L'article discute des implications d'un cadre rapporté pour un accord de paix entre les États-Unis et l'Iran, qui a entraîné une baisse notable des prix du pétrole. Après un pic de près de 113 $ le baril le 7 avril, les prix du pétrole brut ont chuté de 30 %, marquant l'une des baisses les plus rapides depuis le début de la pandémie de COVID-19.
Le Dow Jones Industrial Average a brièvement dépassé 52 000, reflétant un sentiment positif du marché avant de connaître un repli.
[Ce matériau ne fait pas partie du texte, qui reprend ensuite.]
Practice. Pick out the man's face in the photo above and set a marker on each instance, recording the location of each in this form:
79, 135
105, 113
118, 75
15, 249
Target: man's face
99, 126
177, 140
Les analystes surveillent de près plusieurs facteurs qui pourraient affecter les prix du pétrole, y compris l'influence du durcisseur iranien Mohammed Ghalibaf, qui a récemment souligné la croissance économique plutôt que le conflit.
L'article met en évidence l'importance des contrats à terme sur le pétrole et le potentiel de levée des sanctions sur les exportations de pétrole iranien, ce qui pourrait augmenter encore l'offre mondiale et faire baisser les prix.
De plus, l'article note que les flux de pétrole à travers le détroit d'Hormuz devraient augmenter, JPMorgan estimant les flux de pétrole de juin à 5,1 millions de barils par jour, contre 2,9 millions en mai. La disponibilité des pétroliers dans le Golfe Persique est également un facteur critique dans la rapidité avec laquelle les pays peuvent augmenter leurs exportations.
Les prix de l'essence commencent déjà à diminuer, avec une moyenne nationale qui devrait bientôt tomber en dessous de 3,50 $ le gallon. Cependant, l'article met en garde contre le fait que les risques géopolitiques demeurent, car les tensions pourraient s'intensifier si l'accord de paix échoue.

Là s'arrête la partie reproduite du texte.